If you own pre-existing auto insurance, first things first. This will kick in first before any additional rental car insurance and know what those terms exactly dictate. (Note for international: Some countries may require that foreign renters purchase separate insurance regardless the level of coverage at home.)

Butttt here’s the thing: most credit cards already provide varying degrees of rental car insurance. In order for it to kick in, 1) the entire rental must be paid on the credit card and 2) the renter must decline all insurance offered at the counter. Sometimes it will even act as primary insurance but that usually means there must be no other existing coverage in effect. For people who don’t own cars, this is awesome.

There’s comprehensive lists of credit cards that offer rental car insurance out there. But even major issuers like Visa offer it as a standard benefit of their regular coverage.

Sign up to skip the line.

Many rental agencies have frequent renter programs that come with benefits like quicker reservations and credits toward future rentals. But more importantly, signing up lets renters to skip the long line at the counter. These are all free benefits that even first-time renters can use. It’s always rad to feel like a VIP. (Signing up is free!)

For example, San Francisco International Airport has a separate Hertz Gold Plus Rewards line hidden in the airport garage, letting renters skip the 20+ people queue. For real laziness, Hertz will even preassign cars to members on a giant football-score-like board at the airport. So most members can just go directly to the car stall and go — all for no added cost.

Actually check the car before driving off.

For damage and things like that.

The fuel gauge is on what side?

And no one cares until it’s time to fill up the tank. In most newer models, there’s an indicator right there on the dashboard with a little arrow that points to the side the gas tank is located. No point in wasting time when trying to get the car back.

Always save the receipt.

If a rental car is returned without a full gas tank, that’s extra money out of the pocket. The shadiest part is this, though: Some car rental agencies require the fuel receipt otherwise they’ll slap on an additional charge at the end. This even includes Hertz! So to be safe rather than sorry, hold on to the receipt like your wallet depends on it. Cause it actually does.

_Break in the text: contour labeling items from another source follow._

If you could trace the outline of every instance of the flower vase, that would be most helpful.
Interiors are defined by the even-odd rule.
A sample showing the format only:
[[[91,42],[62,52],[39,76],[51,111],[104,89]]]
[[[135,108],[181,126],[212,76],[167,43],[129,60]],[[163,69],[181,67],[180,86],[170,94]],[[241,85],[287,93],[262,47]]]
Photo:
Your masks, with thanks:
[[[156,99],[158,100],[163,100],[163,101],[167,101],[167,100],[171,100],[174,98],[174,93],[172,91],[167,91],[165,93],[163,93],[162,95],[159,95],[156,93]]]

If you’re feeling paranoid, take photos of the odometer and fuel gauge at both pick-up and drop-off for added documentation.

Get It back on time.

Returning a rental car late will quickly incur massive additional fees. Some agencies are slightly more lenient than others when it comes to returns and have a grace period where no charges will be added (anywhere between 29 minutes up to an hour after the scheduled return time). But no agency has infinite room for mercy; all bets are off when the grace period ends.

Hourly charges will be tacked on to the bill and they add up quickly! Each hour late can add a quarter to half of the daily rate to the final total. If you’re going to need more time, call the agency ahead of time to extend the length of your rental.